Kepada kedua golongan ini, saya rasanya ingin meletakkan telunjuk di ujung bibir dan berbisik bergiliran: “Ssssttttt, diamlah, kalian sesungguhnya sama tak masuk akalnya….”
Ketiga, soal lingkaran pergaulan. Saya kira semua kita akan dipengaruhi di antaranya oleh lingkar pergaulan kita. Circle. Di sosial media, diistilahkan sistem algoritma.
Jika lingkaran pergaulan kita A, kita akan cenderung menjadi A, bukan? Jika lingkar pergaulan kita cah ambyar, kita akan cenderung begitu pula, kan?
Mau berkarakter apa pun lingkar pergaulan kita, sejatinya ia tetaplah sebuah public sphere. Di dalamnya banyak kepala, pikiran, hati, perasaan, konteks dan kepentingan, maka musykillah tak terjadi dialektika di dalamnya.
Belum lagi bila dialektika kita bersinggungan atau beririsan dengan lingkar-lingkar lainnya yang berkarakter tak sama. Walhasil, logis saja bila kita lalu suatu saat berubah, bergeser, berdinamika, atau malah berganti lingkaran, yang pada derajat berikutnya juga mengubah perspektif kita tentang hidup, orang lain, dan pula agama beserta seluruh emblemnya.
Menyatakan lingkaran pergaulan A dengan label-label begini rupa sebagai lebih adiluhung dan berperadaban dari segi keimanan, ketakwaan, dan pemikiran tentulah sekadar klaim aleman yang menggelikan. Bagaimana mungkin akal sehat membenarkan superiorisasi pada diri dan lingkarannya sendiri sembari di detik yang sama menegasi lingkar-lingkar pergaulan yang tak sama dengannya? Bagaimana mungkin dunia ini hendak diringkus dalam satu warna dan karekter pemahaman, keyakinan, dan pilihan?
Tragis lagi bila lingkar pergaulan itu adalah semata angka-angka mesin algoritma ala sosial media. Aneh! Bagaimana bisa marwah kemanusiaan kita, keluasan pemikiran kita, adiluhungnya keadaban kita diserahkan kepada mesin-mesin kaku, beku, dan hitam-putih algoritma begitu?

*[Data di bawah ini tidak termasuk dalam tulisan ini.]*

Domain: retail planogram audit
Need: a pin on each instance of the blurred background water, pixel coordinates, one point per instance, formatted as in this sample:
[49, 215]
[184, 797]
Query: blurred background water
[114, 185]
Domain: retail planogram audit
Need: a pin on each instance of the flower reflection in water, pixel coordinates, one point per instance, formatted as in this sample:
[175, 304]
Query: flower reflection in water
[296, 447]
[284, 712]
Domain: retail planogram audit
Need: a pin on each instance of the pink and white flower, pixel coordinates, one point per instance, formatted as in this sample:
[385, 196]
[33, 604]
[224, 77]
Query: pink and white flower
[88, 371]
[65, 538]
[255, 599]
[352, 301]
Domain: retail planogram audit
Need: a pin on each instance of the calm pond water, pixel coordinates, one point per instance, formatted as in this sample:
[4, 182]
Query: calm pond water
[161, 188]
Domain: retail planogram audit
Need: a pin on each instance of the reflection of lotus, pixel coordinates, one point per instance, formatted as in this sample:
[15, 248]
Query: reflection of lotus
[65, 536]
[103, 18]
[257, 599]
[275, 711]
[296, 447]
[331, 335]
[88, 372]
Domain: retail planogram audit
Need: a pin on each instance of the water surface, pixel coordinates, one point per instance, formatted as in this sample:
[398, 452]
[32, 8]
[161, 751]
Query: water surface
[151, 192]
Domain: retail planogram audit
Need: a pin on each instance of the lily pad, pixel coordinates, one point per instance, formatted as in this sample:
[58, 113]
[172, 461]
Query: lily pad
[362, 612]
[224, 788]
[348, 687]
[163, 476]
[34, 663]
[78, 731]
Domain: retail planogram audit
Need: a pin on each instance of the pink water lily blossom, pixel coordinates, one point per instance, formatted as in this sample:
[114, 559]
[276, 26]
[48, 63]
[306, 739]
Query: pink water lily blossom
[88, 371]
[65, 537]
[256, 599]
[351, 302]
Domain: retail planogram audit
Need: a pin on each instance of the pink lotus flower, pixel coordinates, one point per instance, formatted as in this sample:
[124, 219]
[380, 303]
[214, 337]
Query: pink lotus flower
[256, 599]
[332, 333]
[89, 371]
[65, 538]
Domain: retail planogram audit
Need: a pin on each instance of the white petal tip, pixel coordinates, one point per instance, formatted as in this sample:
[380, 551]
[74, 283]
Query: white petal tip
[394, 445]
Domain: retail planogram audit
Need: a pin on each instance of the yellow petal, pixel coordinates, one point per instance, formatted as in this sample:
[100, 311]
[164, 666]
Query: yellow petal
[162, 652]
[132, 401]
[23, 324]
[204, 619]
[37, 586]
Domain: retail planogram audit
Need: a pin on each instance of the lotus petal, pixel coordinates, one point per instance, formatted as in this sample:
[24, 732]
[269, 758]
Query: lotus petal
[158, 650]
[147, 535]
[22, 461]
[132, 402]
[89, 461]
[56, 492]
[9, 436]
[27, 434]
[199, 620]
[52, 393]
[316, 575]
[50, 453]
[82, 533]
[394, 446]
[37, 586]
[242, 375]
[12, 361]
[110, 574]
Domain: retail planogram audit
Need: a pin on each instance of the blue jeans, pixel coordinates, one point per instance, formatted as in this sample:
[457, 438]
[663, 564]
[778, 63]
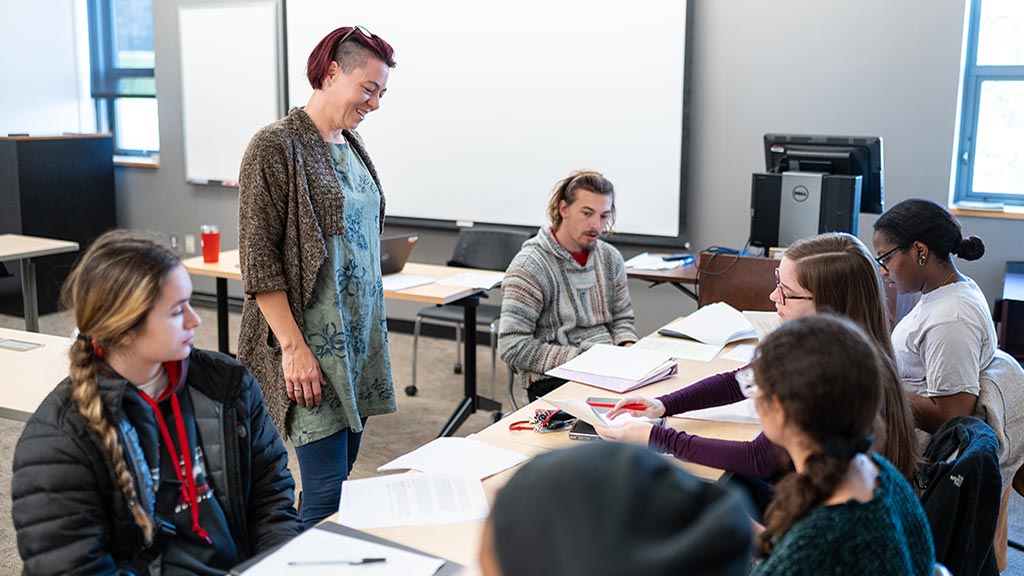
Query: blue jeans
[324, 465]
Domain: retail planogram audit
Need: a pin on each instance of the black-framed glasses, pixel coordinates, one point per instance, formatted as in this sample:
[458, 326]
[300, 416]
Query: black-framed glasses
[887, 256]
[361, 30]
[781, 293]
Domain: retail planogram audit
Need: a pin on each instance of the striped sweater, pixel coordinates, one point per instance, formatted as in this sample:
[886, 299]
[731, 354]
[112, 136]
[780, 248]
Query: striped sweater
[553, 309]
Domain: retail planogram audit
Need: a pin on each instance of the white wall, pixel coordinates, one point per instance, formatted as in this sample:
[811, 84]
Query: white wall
[39, 66]
[867, 67]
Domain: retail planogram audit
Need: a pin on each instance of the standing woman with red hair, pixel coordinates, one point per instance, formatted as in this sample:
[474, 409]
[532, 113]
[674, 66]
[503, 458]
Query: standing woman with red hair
[310, 214]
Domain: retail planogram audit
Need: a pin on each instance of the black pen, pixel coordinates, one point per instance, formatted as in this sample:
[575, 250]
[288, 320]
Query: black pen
[348, 562]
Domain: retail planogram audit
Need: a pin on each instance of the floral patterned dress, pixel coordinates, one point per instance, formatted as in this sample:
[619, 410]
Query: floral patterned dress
[345, 326]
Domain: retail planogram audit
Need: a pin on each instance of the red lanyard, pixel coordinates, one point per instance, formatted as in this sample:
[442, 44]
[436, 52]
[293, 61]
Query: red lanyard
[188, 491]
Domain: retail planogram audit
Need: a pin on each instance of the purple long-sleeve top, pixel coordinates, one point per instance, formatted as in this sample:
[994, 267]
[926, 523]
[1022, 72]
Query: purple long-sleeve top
[758, 458]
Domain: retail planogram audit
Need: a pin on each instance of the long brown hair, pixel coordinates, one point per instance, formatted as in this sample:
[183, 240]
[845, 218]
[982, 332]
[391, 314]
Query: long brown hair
[841, 273]
[112, 290]
[567, 188]
[824, 372]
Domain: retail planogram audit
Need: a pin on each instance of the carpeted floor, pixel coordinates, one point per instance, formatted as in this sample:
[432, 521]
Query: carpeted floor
[418, 420]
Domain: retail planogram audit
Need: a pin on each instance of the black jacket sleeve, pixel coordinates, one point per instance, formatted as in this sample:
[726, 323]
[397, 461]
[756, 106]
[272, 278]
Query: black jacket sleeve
[270, 507]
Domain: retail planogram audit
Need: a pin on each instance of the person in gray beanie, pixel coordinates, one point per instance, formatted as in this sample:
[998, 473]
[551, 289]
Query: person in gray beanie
[606, 508]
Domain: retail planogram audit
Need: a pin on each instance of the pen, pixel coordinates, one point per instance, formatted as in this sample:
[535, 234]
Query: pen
[606, 405]
[327, 562]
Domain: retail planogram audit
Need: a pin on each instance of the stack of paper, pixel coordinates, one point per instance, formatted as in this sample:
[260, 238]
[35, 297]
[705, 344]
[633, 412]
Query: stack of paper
[714, 324]
[457, 455]
[616, 368]
[412, 499]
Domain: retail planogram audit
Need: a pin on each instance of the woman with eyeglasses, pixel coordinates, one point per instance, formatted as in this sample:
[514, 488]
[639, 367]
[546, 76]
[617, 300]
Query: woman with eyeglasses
[310, 214]
[944, 342]
[844, 509]
[833, 273]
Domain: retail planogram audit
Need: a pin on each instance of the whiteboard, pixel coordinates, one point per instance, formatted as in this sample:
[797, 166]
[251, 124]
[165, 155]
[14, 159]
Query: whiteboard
[492, 104]
[229, 84]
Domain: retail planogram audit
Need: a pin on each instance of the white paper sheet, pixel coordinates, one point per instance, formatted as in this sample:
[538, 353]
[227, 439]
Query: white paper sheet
[742, 353]
[396, 282]
[650, 261]
[680, 348]
[412, 499]
[320, 552]
[741, 412]
[457, 455]
[483, 279]
[714, 324]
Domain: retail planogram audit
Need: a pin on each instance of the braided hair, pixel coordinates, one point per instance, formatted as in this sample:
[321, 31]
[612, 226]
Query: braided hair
[112, 290]
[825, 374]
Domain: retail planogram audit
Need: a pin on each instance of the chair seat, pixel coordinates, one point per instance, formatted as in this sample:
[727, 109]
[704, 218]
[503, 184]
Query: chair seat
[485, 314]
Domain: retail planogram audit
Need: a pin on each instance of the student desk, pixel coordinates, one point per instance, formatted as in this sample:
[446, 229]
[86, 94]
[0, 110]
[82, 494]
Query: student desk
[683, 278]
[227, 269]
[25, 248]
[461, 542]
[29, 376]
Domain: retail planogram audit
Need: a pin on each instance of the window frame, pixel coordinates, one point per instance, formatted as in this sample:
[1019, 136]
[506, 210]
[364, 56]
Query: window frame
[105, 73]
[974, 77]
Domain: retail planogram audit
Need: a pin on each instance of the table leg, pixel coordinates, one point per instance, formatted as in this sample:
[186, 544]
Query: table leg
[223, 337]
[29, 296]
[471, 402]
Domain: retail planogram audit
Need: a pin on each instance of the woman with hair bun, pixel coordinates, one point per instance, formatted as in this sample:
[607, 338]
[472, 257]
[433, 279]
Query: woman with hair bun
[947, 339]
[844, 509]
[152, 456]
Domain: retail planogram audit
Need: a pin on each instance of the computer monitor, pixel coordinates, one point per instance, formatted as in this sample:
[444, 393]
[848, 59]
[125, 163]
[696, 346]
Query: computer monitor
[854, 156]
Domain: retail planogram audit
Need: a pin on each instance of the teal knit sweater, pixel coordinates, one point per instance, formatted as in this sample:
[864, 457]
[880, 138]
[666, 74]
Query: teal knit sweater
[888, 535]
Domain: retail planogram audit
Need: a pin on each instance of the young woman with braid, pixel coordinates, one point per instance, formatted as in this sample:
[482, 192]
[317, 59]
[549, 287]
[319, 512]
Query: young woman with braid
[152, 456]
[845, 509]
[826, 273]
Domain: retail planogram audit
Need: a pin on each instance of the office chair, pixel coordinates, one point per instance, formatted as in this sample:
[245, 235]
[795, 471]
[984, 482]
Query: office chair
[481, 248]
[742, 282]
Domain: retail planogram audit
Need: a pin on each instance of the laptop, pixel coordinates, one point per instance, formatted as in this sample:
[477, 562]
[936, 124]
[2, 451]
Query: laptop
[395, 251]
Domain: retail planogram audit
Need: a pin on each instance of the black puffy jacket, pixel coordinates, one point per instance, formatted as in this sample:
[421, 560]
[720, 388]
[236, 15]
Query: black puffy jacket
[69, 510]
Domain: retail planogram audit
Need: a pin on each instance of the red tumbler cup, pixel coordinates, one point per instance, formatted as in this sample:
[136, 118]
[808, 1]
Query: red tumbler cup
[211, 243]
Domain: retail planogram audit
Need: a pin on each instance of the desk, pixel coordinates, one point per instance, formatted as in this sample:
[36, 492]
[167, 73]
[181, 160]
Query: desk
[17, 247]
[683, 278]
[29, 376]
[461, 542]
[227, 269]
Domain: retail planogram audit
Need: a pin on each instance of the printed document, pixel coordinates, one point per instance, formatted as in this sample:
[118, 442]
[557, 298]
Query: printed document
[617, 368]
[457, 455]
[396, 282]
[412, 499]
[317, 551]
[483, 279]
[714, 324]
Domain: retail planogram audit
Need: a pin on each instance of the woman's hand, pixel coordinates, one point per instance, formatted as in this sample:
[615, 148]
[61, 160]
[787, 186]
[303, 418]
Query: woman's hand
[303, 379]
[652, 408]
[634, 433]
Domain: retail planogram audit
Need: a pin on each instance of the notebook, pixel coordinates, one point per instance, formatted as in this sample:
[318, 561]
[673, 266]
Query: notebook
[395, 251]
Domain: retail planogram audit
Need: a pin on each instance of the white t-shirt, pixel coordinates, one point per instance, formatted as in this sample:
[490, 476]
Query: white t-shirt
[945, 341]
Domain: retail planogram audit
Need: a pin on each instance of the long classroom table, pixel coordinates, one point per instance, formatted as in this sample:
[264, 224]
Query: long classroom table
[469, 298]
[461, 542]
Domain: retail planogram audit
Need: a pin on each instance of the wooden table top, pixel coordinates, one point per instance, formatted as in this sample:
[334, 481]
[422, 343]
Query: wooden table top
[16, 246]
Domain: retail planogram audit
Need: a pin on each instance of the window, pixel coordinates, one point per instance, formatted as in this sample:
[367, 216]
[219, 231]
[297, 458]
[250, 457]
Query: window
[122, 59]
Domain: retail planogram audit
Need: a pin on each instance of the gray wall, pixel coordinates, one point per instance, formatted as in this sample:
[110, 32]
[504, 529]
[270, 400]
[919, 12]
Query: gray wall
[870, 68]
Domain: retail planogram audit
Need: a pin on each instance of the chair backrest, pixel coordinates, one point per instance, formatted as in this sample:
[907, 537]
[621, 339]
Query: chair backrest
[486, 248]
[742, 282]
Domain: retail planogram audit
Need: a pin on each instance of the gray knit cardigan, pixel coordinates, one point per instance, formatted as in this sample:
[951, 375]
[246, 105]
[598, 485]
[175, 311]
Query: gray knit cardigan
[553, 309]
[289, 199]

Keempat, soal klaim kebenaran. Lalu membuhullah klaim-klaim benar kepada pihak diri dan sebaliknya, salah, kepada pihak-pihak lain yang tak sama.
Pada konteks kritisisme ilmu, kita memahami pentingnya peran sikap kritis yang mungkin saja melesakkan narasi-narasi bantahan, antitesa, yang argumentatif kepada suatu paham atau pemikiran. Sah. Itulah sumber dialektika rasional kita. Tesis-antitesis-sintesis kita paham selalu bekerja. Tentu, pada maqamnya saja.
Tetapi, pada derajat kemanusiaan, pun kemajemukan pemahaman berislam, setiap sikap ekspresi benar kepada diri sembari menegasi salah kepada pihak lain adalah sama thagut-nya. Sama menyembah berhalanya. Celakanya, berhala itu bukanlah kritisisme ilmu, dialektika narasi-narasi, melainkan semata keangkuhan, bahkan kebebalan, yang jelas-jelas merusak khazanah luhung kemanusiaan kita.
Kepada praktik demikian, tinggalkan sajalah. Mau dalam wajah selebat apa pun kutipan ayat dan hadisnya maupun narasi-narasi akademis ilmiahnya, keduanya sama tidak sehatnya. Sama-sama tak menghormati asas mulia kemanusiaan dan dinamika luas ilmu pengetahuan –apalagi otoritas mutlak Allah Swt.
Tinggalkan sajalah….
Semua kita, dalam paham, pemikiran, dan keyakinan apa pun, di antara kemajemukan fikih Islam, jelas sama bebasnya untuk memilih dan mengenakan jenis pakaian yang kita sukai atau yakini. Membatas-batasi orang lain dalam hal begitu, serupa belaka dengan merendahkan hak asasi manusia, marwah ilmu pengetahuan, dan watak rahmatan lil ‘alamin Islam.
Sepanjang tidak melanggar hukum, normal sosial, adat setempat, dan merugikan orang lain, ya sudahlah. Segala kekurangannya, bila benar ada, biarlah menjadi urusan pribadinya dengan Tuhan.